From Skeptics to Believers: How AI can Transform the Chip Design Industry
The EDA (Electronic Design Automation) industry veterans, accomplished professors, and incumbent giants—Cadence, Synopsys, and Siemens EDA—were once the fiercest critics of using AI for chip design. Today, they've become its most vocal proponents.
This article isn't meant to criticize these companies or experts. Rather, it's an introspection on how a growth mindset enables disruptive innovation that even the smartest and most successful organizations can fail to anticipate.
Even the "Smartest" People Have Blind Spots
At DAC 2022 (July 10–14, 2022), I participated in a panel alongside Clark Barrett (Stanford University), Avi Ziv (IBM Research), and Erik Berg (Microsoft). I made a bold prediction: "The future of verification and chip design will hinge on the use of Reinforcement Learning and Language Models."
The audience fell silent. The panelists were visibly shocked. The AMD representative organizing the panel was in disbelief that I'd mentioned language models in the context of design verification. Keep in mind—this was before ChatGPT's release in November 2022.
The Panel That Missed the Mark
Vighnesh Iyer captured the sentiment in his DAC 2022 recap blog, describing the panel "ML for Verification: Does it Work or Doesn't It?" The panelists included:
- Clark Barrett — Stanford University (the ML skeptic and formal methods advocate)
- Erik Berg — Microsoft
- Sandeep Srinivasan — VerifAI (the ML enthusiast)
- Avi Ziv — IBM
- Shobha Vasudevan — Google Brain (absent)
Industry expert and panel moderator Brian Bailey later wrote an article titled "Can ML Help Verification? Maybe", highlighting the industry's struggle to make meaningful progress with machine learning in functional verification.
The skepticism was palpable.
Clark Barrett stated: "I've seen a lot of examples of people trying to use AI for problems it is not well suited for. There are things AI is really good at, but if you need to do precise reasoning, if you need to find bugs that nobody's seen before—then maybe AI is just not the right tool for the job."
Meanwhile, I argued: "We pay the smartest human beings—our engineers—to sift through log files. With 40,000 failures a week, using natural language processing on unstructured log data can dramatically speed up debug and decision-making. It's not a silver bullet, but there's a huge opportunity to save time and resources across multiple categories."
The Lesson: Maintain an Open Mind and Growth Mindset
These anecdotes underscore a critical point: as an industry, we must keep an open mind and cultivate a growth mindset.
Approximate computing—solving hard problems by allowing neural networks to learn—shouldn't be dismissed as inferior to closed-form solutions or formal methods. We still have limited understanding of how neural networks, including transformer models, learn and produce unexpected results. These characteristics can be intimidating to traditional engineers and mathematicians (though perhaps less so to physicists).
When AI models challenge everything we've learned and perform better, it's deeply unsettling for many of us. But discomfort shouldn't prevent progress.
What's Ahead: Multiple Paradigm Shifts in Chip Design
There has been pent-up demand for innovation in Semiconductor Engineering for decades. Semiconductor engineers have long been at the mercy of EDA companies to provide "smart closed-form solutions" to challenging problems like placement, routing, static timing analysis (STA), simulation, and verification.
The Empowered Engineer
The semiconductor engineer is evolving.
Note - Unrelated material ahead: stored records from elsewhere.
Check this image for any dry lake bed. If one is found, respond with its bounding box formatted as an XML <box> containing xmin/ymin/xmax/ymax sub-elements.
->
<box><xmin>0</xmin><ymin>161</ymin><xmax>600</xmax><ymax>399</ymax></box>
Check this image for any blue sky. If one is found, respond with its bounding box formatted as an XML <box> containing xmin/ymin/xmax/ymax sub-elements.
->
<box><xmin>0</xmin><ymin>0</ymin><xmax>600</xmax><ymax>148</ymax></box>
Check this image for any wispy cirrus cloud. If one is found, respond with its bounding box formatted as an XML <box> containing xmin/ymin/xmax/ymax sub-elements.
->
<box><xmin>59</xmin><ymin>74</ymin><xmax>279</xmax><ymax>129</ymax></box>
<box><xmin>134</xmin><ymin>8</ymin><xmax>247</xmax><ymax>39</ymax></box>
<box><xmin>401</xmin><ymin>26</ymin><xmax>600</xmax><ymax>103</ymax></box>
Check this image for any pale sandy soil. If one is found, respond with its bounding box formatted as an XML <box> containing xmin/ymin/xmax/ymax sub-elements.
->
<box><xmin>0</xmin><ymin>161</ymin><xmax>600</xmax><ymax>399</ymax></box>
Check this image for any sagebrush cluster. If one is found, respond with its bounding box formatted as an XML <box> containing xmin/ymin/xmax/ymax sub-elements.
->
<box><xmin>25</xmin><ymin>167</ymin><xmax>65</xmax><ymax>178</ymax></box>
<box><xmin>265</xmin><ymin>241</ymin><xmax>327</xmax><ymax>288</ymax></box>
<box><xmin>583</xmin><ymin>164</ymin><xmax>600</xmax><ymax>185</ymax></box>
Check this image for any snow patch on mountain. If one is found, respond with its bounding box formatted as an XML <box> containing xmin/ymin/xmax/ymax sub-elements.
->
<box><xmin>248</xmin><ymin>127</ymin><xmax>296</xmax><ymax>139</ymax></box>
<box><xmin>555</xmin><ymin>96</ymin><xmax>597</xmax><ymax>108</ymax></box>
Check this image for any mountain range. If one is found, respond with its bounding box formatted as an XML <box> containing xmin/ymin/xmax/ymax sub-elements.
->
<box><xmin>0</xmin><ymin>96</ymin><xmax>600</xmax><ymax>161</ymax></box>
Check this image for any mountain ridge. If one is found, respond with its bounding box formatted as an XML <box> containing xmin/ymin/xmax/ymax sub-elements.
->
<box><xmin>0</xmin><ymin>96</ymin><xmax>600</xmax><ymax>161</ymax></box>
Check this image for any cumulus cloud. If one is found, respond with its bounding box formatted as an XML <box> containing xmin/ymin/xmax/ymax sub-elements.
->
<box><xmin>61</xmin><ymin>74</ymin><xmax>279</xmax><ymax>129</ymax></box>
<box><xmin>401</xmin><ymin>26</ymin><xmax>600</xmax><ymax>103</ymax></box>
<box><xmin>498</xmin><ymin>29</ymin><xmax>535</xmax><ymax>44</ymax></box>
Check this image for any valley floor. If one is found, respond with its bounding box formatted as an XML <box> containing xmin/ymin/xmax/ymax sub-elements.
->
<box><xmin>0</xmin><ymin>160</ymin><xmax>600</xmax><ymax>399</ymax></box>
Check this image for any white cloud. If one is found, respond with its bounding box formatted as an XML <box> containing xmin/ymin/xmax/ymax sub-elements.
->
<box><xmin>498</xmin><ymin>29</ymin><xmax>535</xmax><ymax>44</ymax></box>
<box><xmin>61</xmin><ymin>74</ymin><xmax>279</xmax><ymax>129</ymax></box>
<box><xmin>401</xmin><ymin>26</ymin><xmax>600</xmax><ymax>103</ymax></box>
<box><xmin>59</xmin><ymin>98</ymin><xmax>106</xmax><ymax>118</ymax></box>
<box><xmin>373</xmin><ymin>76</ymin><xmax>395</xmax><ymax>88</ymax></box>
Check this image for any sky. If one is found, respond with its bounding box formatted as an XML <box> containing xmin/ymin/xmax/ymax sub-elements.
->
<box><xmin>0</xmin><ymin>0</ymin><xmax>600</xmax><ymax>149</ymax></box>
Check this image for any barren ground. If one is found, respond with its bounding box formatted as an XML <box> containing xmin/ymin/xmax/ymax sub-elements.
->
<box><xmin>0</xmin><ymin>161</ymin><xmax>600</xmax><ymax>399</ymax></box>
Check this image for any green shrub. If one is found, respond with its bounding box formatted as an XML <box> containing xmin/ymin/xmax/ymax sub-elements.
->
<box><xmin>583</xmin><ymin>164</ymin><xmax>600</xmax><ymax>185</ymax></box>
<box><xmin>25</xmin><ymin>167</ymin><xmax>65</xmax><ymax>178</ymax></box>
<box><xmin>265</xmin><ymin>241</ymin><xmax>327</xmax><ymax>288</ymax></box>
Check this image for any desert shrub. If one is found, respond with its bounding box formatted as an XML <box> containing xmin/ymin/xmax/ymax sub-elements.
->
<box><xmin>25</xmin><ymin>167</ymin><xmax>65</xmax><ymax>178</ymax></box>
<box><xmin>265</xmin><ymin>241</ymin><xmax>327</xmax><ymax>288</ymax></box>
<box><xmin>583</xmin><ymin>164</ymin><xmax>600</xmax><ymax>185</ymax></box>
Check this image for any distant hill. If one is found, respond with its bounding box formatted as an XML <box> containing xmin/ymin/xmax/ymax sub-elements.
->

Empowered by AI coding assistants like GitHub Copilot, Claude Code, and Gemini CLI.
Semiconductor Engineers are no longer passive consumers of EDA products—and they're certainly not hostage to the industry's slow pace of innovation.
However, the EDA industry has historically protected its franchise by maintaining a closed ecosystem, allowing minimal innovation on chip-design work flows, from semiconductor customers. While this may have seemed like sound business practice, in today's environment, this dynamic is working against monopolies and the EDA establishment.
From Closed Solutions to Open Competition
The EDA industry's closed-form solution mindset has been its greatest asset. In today's era of approximate solutions, it may become its greatest liability.
Here's why: EDA tools will be used by AI agents built by semiconductor engineers, which will naturally gravitate toward the best performing and cost-effective solutions. The differences between tools like VCS, Xcelium, Questa, FusionCompiler, Innovus will diminish as AI agents adapt to the best least-cost option.
Open-source simulators such as Verilator and chip design flows like OpenROAD may have an outsized influence in this agentic world of rapid experimentation and iteration.
Conclusion
The transformation of the EDA industry from AI skeptics to believers isn't just about technology—it's about mindset. Organizations and individuals who embrace uncertainty, remain open to unconventional approaches, and cultivate a growth mindset will lead the next wave of innovation in chip design.
The question isn't whether AI will transform chip design. It's whether you'll be leading that transformation or playing catch-up.